Shardik (Beklan Empire 2) - Page 31

The march was resumed, the army following the road through the wood and down the hillside beyond. Ta-Kominion took up a place in the middle of the column, knowing that if he remained in the rear he would not be able to keep up. For a time he leaned on Numiss's arm until, perceiving that the wretched man was exhausted, he sent for Kavass to take his place.

They went on through the darkening, sultry afternoon. Ta-Kominion tried to estimate how far ahead the vanguard might be. The distance down to the plain could not now be more than a few miles. He had better send a runner to tell them to halt when they reached it. Just as he was about to call the nearest man he slipped, jolted his arm and almost fell down with the pain. Kavass helped him to the side of the track.

"I'll never get there, Kavass," he whispered.

"Don't worry, sir," replied Kavass. "After what you told the lads, they'd fight just as well, even if you did have to sit out, like. That's got round, you know, sir, what you said back there. Most of them never actually saw Lord Shardik when he came ashore on Ortelga, you see, and they're keen to fight just to be there when he shows up again. They know he's coming. So even if you was to have to lay down for a bit--"

Suddenly there reached Ta-Kominion's ears a confused, distant clamor, echoing up from the steep woods below--the familiar, guttural cries of the Ortelgans and, clearly distinguishable at rhythmic intervals, a higher, lighter sound of other voices, shouting together. Underneath all was the thudding, trampling noise of a tumultuous crowd.

Ta-Kominion knew now that he must be delirious, for evidently he could no longer tell reality from hallucination. Yet Kavass seemed to be listening too.

"Can you hear it, Kavass?" he asked.

"Yes, sir. Sounds like trouble. Part of that noise isn't our lads, sir."
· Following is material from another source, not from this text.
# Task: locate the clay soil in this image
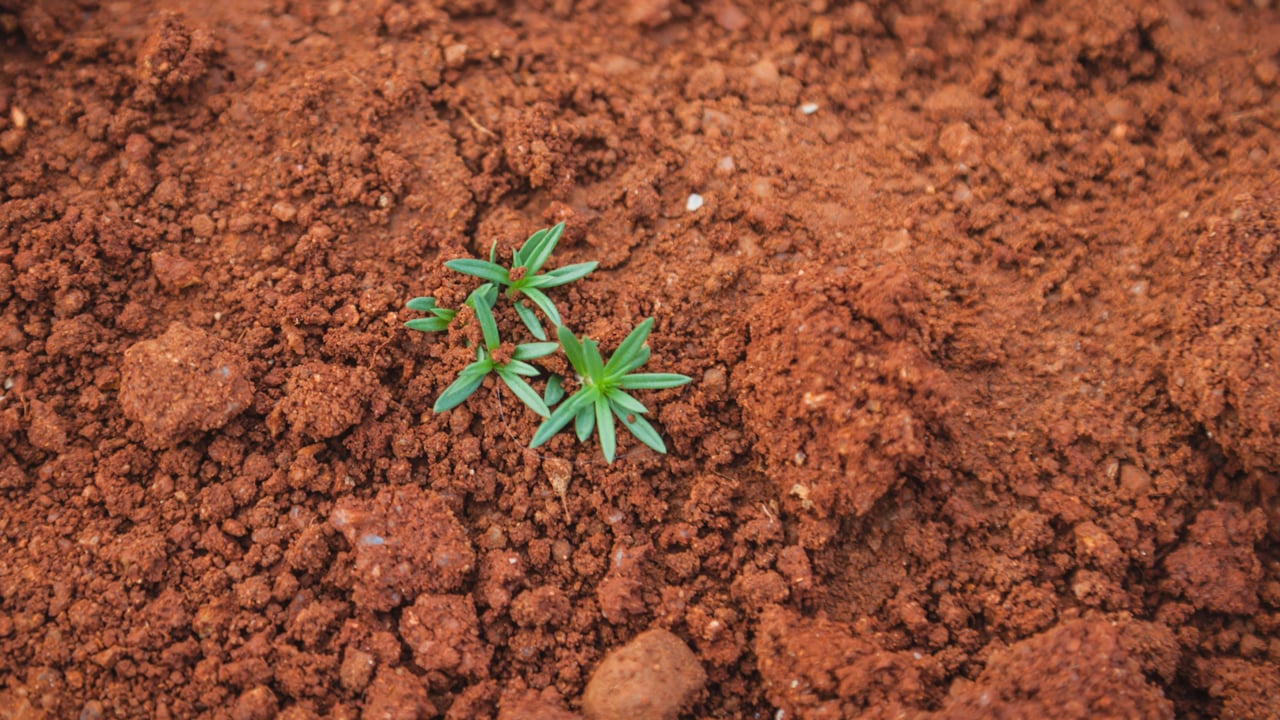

Commotion was working back along the column like flood water flowing up a creek from the main river. Men were running past them down the hill, looking back to point and shout to those behind. Ta-Kominion tried to call out to them but none regarded him. Kavass flung himself at a running man, stopped him by main force, held him as he gabbled and pointed, flung him aside and returned to Ta-Kominion.

"Can't make it out altogether, sir, but there's some sort of fighting down there, or at least that's what he said."

"Fighting?" repeated Ta-Kominion. For a few moments he could not remember what the word meant. His vision had blurred and with this came the curious sensation that his eyes had melted and were running down his face, while still retaining, though in a splintered manner, the power of sight. He raised his hand to wipe away the streaming liquid. Sure enough, he could no longer see. Kavass was shouting beside him.

"The rain, sir, the rain!"

It was indeed rain that was covering his hands, blurring his eyes and filling the woods with a leafy sibilance that he had supposed to be coming from inside his own head. He stepped into the middle of the track and tried to make out for himself what was going on at the foot of the hill.

"Help me to get down there, Kavass!" he cried.

"Steady, sir, steady," replied the fletcher, taking his arm once more.

"Steady be damned!" shouted Ta-Kominion. "Those are Beklans down there--Beklans--and our fools are fighting them piecemeal, before they've even deployed! Where's Kelderek? The rains--it's that bitch of a priestess--she's cursed us, damn her!--help me down there!"

"Steady, sir," repeated the man, holding him up. Hobbling, hopping, stumbling, Ta-Kominion plunged down the steep track, the clamor growing louder in his ears until he could plainly discern the clashing of arms and distinguish the cries of warriors and the screams of the wounded. The woodland, he saw, ended at the foot of the hill and the fighting, which he still could not make out clearly, had been joined in the open, beyond. Men with drawn weapons were running back among the trees. He saw a great, fair-haired fellow pitch to the ground, blood oozing from a wound in his back.

Suddenly Zelda appeared through the leaves, calling to the men about him and pointing back into the open with his sword. Ta-Kominion shouted and tried to run toward him. As he did so, he felt a sharp, clutching sensation pass through his body, followed by a cold rushing, a crumbling and inward flow. He blundered into a tree trunk and fell his length in the road. As he rolled over he knew that he could not get up--that he would never get up again. The flood gates of his body had broken and very soon the flood would cover hearing, sight and tongue forever.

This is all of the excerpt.